EPTAS for $k$-means Clustering of Affine Subspaces
This addresses clustering challenges in domains with incomplete data, such as data analysis or machine learning, but is incremental as it extends existing k-means methods to handle missing entries.
The paper tackles the problem of k-means clustering for incomplete or corrupted data by generalizing it to handle data points with missing entries, which are modeled as affine subspaces. It presents an algorithm that finds a (1+ε)-approximate solution in time f(k,ε,Δ)·n²·d, where f depends only on k, ε, and Δ.
We consider a generalization of the fundamental $k$-means clustering for data with incomplete or corrupted entries. When data objects are represented by points in $\mathbb{R}^d$, a data point is said to be incomplete when some of its entries are missing or unspecified.

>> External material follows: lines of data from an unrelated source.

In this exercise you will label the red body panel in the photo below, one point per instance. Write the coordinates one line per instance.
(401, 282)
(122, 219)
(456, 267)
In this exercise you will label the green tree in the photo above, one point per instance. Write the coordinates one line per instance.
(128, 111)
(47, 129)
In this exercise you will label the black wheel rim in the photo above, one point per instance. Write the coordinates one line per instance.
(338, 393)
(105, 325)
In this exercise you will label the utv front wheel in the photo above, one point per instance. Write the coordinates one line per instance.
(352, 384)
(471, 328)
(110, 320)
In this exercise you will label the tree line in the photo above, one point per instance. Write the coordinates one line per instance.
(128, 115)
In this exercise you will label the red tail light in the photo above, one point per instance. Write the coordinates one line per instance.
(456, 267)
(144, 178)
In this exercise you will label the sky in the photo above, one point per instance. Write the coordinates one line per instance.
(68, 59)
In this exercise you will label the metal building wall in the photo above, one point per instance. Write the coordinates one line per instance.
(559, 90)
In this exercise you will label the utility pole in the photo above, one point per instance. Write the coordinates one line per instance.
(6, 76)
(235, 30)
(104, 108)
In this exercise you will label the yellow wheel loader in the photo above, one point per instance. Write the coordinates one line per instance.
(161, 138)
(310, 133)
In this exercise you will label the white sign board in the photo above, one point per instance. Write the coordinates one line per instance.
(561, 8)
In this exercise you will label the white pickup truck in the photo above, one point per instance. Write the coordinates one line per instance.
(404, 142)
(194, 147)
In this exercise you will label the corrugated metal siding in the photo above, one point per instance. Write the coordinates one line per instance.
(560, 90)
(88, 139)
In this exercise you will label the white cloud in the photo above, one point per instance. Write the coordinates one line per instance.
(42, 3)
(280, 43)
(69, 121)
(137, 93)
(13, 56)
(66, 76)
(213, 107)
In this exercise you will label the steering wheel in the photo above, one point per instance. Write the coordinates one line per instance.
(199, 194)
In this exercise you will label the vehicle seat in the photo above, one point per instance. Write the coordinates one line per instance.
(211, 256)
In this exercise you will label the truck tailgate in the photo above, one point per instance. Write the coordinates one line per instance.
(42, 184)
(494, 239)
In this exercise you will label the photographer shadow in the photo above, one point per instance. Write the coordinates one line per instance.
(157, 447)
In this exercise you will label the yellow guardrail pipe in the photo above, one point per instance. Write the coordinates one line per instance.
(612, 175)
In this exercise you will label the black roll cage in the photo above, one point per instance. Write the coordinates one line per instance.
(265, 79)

An incomplete data point with at most $Δ$ unspecified entries corresponds to an axis-parallel affine subspace of dimension at most $Δ$, called a $Δ$-point. Thus we seek a partition of $n$ input $Δ$-points into $k$ clusters minimizing the $k$-means objective. For $Δ=0$, when all coordinates of each point are specified, this is the usual $k$-means clustering. We give an algorithm that finds an $(1+ ε)$-approximate solution in time $f(k,ε, Δ) \cdot n^2 \cdot d$ for some function $f$ of $k,ε$, and $Δ$ only.